Triplet Timing.


New member
This will be a long post, so I decided to make it's own thread, as it can benefit all. This is just a brief lesson in Triplet Timing, and how it fits.

First of all, a Triplet is a group of three in the space of a beat. Where the space is of a quarter note, or where two 8th notes would be, three 8th notes instead take place, making a triplet.

These triplets in 4/4 show that there are 3 notes per beat. Here it is in 6/8.

Now, in counting triplets, Gong from One to Six can be beneficial in slow tempos, when trying to learn how triplets fit in with the metronome. This, however, can get tiresome, especially when speeding up the tempo. Counting in 6 works up to about 60 BPM. Anything faster, it would be better to count in Two. Here's an example of what it looks like. The met click would be on the bottom.

Notice the Quarter notes. That's in Two, with Triplets on top.

Now, counting in Two is really all you would need. This works in all ranges of tempo. However, when getting faster and faster (160 BPM and higher), counting in Two starts to become a burden to think about. Again, as the tempo gets faster, so does the counting, making it more difficult to think about when trying to play. Therefore, counting in One comes into play, making it easier to feel the pulse and tempo without having to strain your brain with counting two at high rates.

Now, looking at this, you might hit across something. Counting in One now allows for 6 instead of 3 to be the beat division. Instead of being 2 beats for 3 notes each, it's now 1 beat for 6 notes.
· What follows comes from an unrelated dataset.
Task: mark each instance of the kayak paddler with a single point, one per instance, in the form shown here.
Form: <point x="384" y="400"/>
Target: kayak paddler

Now, we can write the same exact thing, but at a more manageable and logical tempo.

Notice, that the patterns are the exact same thing. Measures 1 and 2 will be heard the exact same way as measure 3 will be. Now, we have created a Sixlet, 6 notes in one beat. Also, it can be referred to as 16th Note Triplets, just Triplets with 16th note instead of 8th.
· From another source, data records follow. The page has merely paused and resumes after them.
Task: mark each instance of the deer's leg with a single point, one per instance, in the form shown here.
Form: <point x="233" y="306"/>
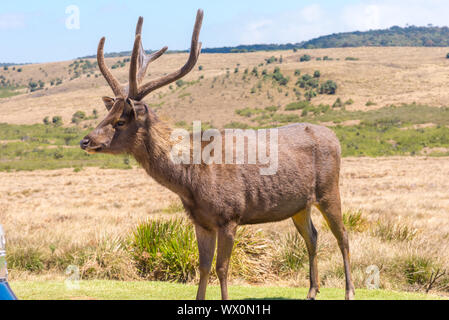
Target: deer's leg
<point x="226" y="236"/>
<point x="303" y="223"/>
<point x="331" y="210"/>
<point x="206" y="246"/>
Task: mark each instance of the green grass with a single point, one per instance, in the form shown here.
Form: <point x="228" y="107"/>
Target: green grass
<point x="114" y="290"/>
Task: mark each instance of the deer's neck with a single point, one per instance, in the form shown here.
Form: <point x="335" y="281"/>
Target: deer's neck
<point x="153" y="153"/>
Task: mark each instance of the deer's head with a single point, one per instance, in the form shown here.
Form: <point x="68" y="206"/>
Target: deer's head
<point x="127" y="113"/>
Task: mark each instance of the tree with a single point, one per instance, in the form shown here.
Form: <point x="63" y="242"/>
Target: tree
<point x="78" y="117"/>
<point x="305" y="58"/>
<point x="57" y="121"/>
<point x="329" y="87"/>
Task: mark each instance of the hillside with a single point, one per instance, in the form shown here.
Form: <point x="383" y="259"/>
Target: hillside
<point x="393" y="37"/>
<point x="375" y="76"/>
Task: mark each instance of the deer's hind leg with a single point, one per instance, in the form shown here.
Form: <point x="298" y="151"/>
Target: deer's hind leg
<point x="330" y="207"/>
<point x="206" y="246"/>
<point x="304" y="225"/>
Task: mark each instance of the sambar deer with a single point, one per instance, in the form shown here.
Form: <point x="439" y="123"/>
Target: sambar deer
<point x="220" y="197"/>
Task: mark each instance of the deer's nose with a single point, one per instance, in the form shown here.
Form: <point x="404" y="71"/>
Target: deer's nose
<point x="84" y="143"/>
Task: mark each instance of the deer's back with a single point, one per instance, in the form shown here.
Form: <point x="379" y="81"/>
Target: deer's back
<point x="308" y="167"/>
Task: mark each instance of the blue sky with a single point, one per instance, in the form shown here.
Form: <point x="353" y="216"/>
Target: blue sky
<point x="35" y="31"/>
Another way to think of it is that a Sixlet is a diddled Triplet. Diddles, as you know, is making a beat doubled. For example, a diddle 8th note would sound like two 16th notes. this saves a lot of unnecessary writing-out the sticking of doubles. Saves time and money. Here's what I mean about the Sixlet:

Another way to think of Sixlets and Triplets.

Here's a small breakdown of how Triplet's in different patterns and sub-divisions. Also, there's a line of how some of the odd divisions fit into a click.
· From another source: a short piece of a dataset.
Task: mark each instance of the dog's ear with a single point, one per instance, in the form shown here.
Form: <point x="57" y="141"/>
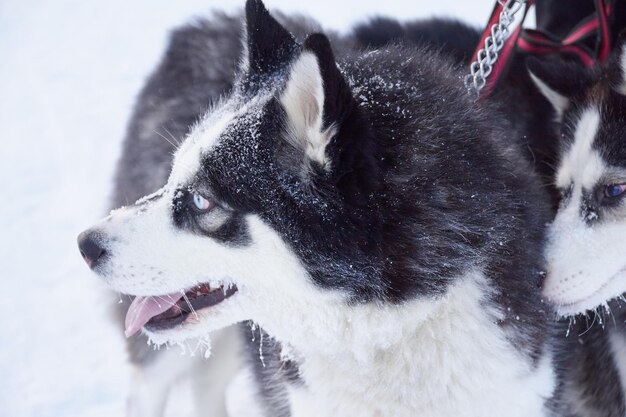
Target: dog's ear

As an added bonus, I've written out a timing and chop building Exercise. It is what's called a Rhythmic Crescendo and Decrescendo. Basically, the exercise increases the note count per beat, and then goes back down. It is great as developing timing to a click, as well as chops. It can be practiced on both hands and feet, and two different ways: One-Handed or Straight Sticking. If one-Handed, I suggest starting at a SLOW tempo, as it gets hairy in the middle. If Straight Sticking (which is RLRL...the entire way through the exercise), then pick a comfortable tempo, and don't over exert yourself. The middle is where it becomes a nightmare. I apologize that the image can't be bigger. PhotoBucket limits it to a certain size, and it's a bit difficult to read, but not impossible. Good luck.



New member
that last exercise is a goodie. I use pretty much the same exercise. I will switch it up sometimes to develop comfort in shifting gears between different subdivisions.